記事やランディングページで利用する画像に日本語文字を含めたければ、「文字がないバージョンの画像を生成AIで作成」した後に「画像編集ソフトで文字を入れ直す」という手順が必要でした。

しかし、Gemini3と同時に公開されたNano Banana Proであればかなりの精度で日本語を画像に埋め込むことができるようになっています。

上の画像は、ある企業のカスタマージャーニーマップをNano Banana Proで作成したものです。パワーポイントで作成したかのような画像を瞬時にNano Banana Proできれいに作成することができています。

また、下の例は、ホワイトペーパーダウンロードのサムネイル画像です。一行程度のプロンプトで即興で作ったものなのでそのクオリティはもっと上げられると思いますが、数秒で作ったものとしては十分実用可能な品質になってきていると思います。

今後、ブログ記事やランディングページ等に使う「テキスト入りの画像」を生成AIで作成することがどんどん進んでいくのではないでしょうか。

Webデザインからアプリ開発まで

最後に、Geminiを利用したWebデザインやアプリ開発の進化についてです。生成AIを利用したコーディング・システム開発については既に多くの生成AIでかなり実装に使われていると思います。

今回は、WebデザインやHTMLコーディングにGeminiを利用していく可能性について触れます。Webサイト開発においてデザインモックアップにAIを利用することが徐々に浸透しています。どのAIを利用しても最低限のWebデザインを行うことは可能ですが、GeminiはNano Banana Proでも実証されるデザイン性の高さにも注目が集まるかもしれません。

下のWebページは、Gemini3を利用して、ある架空のテクノロジー企業のトップページを作成したものです。数行のプロンプトとデザインの方向性を指示するだけで、30秒程度でこのようなモックアップWebページをつくることができます。もちろん、画像としてではなく、HTMLコードとCSS、JavaScriptとしてエクスポートし、実際にWebサイトとしてブラウザで検証することも可能です。
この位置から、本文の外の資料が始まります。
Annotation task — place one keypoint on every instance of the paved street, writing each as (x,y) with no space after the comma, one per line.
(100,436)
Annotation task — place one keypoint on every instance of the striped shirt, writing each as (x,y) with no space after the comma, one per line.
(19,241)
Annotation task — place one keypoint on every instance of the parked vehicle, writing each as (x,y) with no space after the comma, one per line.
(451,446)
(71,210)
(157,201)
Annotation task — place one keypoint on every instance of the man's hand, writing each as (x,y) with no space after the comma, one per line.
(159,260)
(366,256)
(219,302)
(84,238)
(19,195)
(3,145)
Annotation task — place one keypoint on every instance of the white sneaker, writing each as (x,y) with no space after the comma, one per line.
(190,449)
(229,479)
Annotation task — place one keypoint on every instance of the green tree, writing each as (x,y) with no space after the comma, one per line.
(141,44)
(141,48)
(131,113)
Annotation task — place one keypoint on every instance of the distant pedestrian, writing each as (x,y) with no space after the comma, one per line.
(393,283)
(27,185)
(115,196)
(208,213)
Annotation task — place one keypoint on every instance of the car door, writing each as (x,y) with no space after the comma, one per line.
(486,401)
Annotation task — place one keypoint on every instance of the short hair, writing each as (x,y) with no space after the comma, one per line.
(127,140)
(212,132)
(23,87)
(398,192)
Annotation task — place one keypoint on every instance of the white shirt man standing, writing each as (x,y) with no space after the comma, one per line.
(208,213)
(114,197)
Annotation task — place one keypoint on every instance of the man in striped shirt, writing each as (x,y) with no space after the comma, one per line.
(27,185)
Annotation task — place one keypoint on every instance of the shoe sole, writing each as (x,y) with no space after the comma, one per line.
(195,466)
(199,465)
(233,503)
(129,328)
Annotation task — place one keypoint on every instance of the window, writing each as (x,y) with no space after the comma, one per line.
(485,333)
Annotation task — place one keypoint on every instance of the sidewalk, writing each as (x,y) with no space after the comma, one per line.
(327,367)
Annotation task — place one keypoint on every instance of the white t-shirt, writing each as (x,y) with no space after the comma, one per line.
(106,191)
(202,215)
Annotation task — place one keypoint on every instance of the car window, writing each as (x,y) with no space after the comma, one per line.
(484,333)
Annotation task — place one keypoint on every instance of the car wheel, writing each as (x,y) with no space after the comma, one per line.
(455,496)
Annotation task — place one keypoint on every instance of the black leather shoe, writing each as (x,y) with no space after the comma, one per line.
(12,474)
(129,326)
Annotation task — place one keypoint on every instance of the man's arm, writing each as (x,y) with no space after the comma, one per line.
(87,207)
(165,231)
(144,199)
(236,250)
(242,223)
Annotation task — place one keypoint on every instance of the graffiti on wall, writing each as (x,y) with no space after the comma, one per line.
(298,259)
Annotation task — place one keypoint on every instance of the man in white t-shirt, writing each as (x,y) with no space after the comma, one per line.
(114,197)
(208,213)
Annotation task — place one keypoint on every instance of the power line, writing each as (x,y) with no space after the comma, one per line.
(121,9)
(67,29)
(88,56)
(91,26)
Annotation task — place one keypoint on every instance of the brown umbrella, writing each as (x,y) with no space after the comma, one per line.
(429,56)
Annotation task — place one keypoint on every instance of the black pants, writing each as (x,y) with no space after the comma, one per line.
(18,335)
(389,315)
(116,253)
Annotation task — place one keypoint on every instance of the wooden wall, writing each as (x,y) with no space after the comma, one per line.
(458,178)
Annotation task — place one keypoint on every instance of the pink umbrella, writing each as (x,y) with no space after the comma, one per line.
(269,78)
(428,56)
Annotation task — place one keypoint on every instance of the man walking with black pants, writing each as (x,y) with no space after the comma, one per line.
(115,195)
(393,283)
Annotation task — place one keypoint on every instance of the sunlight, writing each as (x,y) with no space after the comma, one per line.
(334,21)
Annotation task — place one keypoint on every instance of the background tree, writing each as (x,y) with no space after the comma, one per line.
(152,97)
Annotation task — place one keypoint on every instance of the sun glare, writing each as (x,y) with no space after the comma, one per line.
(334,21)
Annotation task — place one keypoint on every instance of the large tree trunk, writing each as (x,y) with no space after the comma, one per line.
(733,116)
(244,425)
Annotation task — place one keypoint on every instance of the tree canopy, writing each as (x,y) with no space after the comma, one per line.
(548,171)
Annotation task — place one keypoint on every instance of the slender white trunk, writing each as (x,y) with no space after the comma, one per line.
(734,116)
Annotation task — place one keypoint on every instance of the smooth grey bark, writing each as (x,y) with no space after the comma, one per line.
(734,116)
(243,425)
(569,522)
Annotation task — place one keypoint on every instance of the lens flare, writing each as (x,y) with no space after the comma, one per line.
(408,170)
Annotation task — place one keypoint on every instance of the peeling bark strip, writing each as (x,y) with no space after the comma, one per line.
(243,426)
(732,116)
数行のプロンプトでここまでのクオリティをだせるのであれば、きちんとした要件を文書にしてインプットすれば実際に運用可能なWebページも生成AIだけで十分作れそうです。

Google Cloudなどとの連携をうまく行えば、Webページのホスティングや更新作業もGeminiを利用して行えるようになるかもしれません。

以上、Gemini3とNano Banana Proに関して、マーケティング業務にどの程度利用できるのか、という視点でまとめてみました。

2025年は生成AIが凄まじく進化した年ですが、多くの話題と先進機能はOpenAIのChatGPTが占めていたと思います。そのような中で、GoogleのGeminiは、実はマーケティング業務のAI化という文脈では非常に魅力的な生成AIであると思います。今後、OpalやGoogle Workspaceとの連携に着目していきたいと思います。